I have always held a fondness for assembly language, from one of my earliest positions at a university where I developed IT courseware for the school of business and lectured on programming concepts including assembly language. Later I developed true optimizing assembly language compilers for an IT company and since then, amongst numerous other projects, a number of assembly simulators for many environments such as Delphi, Xojo and even the original REALbasic. ALE (Assembly Language Engine) for Xojo is my first attempt at providing a method to write assembly code directly in Xojo applications. ALE’s design draws on the many lessons I’ve learnt over years of writing compilers and simulators.
So why should you use ALE? Well, why not! ALE is not designed as a replacement for your Xojo code and never will be, in fact Xojo code will still be required in your application to provide GUI and disk based operations as ALE is completely sandboxed. ALE could certainly be used to replace some code in your application if you desire, or just for the enjoyment of trying a different language alongside Xojo, or as a learning tool to grasp the concepts of coding in one of computing’s earliest languages. I’ve found that developing an ALE program to provide the same result as a Xojo command to be quite rewarding and educational.
If I am to be completely truthful I really designed ALE to rekindle some of the warmth I felt back in the early days of computing, when memory was limited and if you wished to do anything serious you needed to code in assembly.
I position ALE as a tool which Xojo developers can use to write assembly language in their applications. It can be used just for fun, distributed in your compiled apps, or really as a learning tool to discover what Xojo and other languages must be doing underneath.

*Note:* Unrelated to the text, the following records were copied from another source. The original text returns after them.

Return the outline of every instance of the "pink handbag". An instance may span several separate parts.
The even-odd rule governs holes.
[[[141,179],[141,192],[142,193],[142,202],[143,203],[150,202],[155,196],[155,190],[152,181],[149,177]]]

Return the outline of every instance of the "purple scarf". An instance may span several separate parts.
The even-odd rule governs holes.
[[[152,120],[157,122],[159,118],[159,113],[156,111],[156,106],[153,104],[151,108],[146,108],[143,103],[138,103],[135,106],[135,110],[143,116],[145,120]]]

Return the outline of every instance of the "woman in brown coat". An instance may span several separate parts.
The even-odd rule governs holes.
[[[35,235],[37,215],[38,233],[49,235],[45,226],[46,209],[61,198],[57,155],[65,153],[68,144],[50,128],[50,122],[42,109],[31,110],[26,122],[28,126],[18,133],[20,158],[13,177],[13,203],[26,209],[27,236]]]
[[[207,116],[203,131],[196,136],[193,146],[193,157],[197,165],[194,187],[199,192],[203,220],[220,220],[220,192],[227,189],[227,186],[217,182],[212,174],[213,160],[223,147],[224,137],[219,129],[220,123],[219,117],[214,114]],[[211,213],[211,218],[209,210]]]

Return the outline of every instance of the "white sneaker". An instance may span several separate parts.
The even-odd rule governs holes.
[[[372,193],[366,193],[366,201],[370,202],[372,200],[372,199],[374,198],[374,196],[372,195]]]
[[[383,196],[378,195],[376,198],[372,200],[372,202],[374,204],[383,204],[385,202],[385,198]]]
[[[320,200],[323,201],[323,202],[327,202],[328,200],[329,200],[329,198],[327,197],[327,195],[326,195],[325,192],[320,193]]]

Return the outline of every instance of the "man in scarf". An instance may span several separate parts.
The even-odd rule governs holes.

ALE was not designed, and never will be, a replacement for core Xojo code. It is merely a simulation of early X86 assembly instructions. ALE does not directly execute OS level assembly instructions, rather, for safety, instructions are emulated within a single threaded, single application, sandboxed engine. Although ALE’s performance is impressive, its entire engine was written in Xojo, so it will never outperform natively compiled Xojo code.
Regardless of how it’s received by its select and passionate userbase, I intend to continue development of ALE. Even with the recent release of ALE version 1.2, with its editor and integrated debugger, I still have numerous ideas for the future. Will ALE become truly multithreaded, as some desire, allowing you to execute multiple assembly language programs calling bare metal instructions on numerous threads simultaneously? Probably not as that was never its intent, but it’s certainly going to be fun moving forward.
Trig Charters has been a programmer for longer than she can recall, and a Xojo developer since before it was called Xojo. As well as being an author and developer of IT courseware, she creates one off apps for friends’ businesses. Her hobbies are assembly language and Manga, and she has recently completed a course on reading Japanese, so that she can really enjoy Manga as it was originally intended.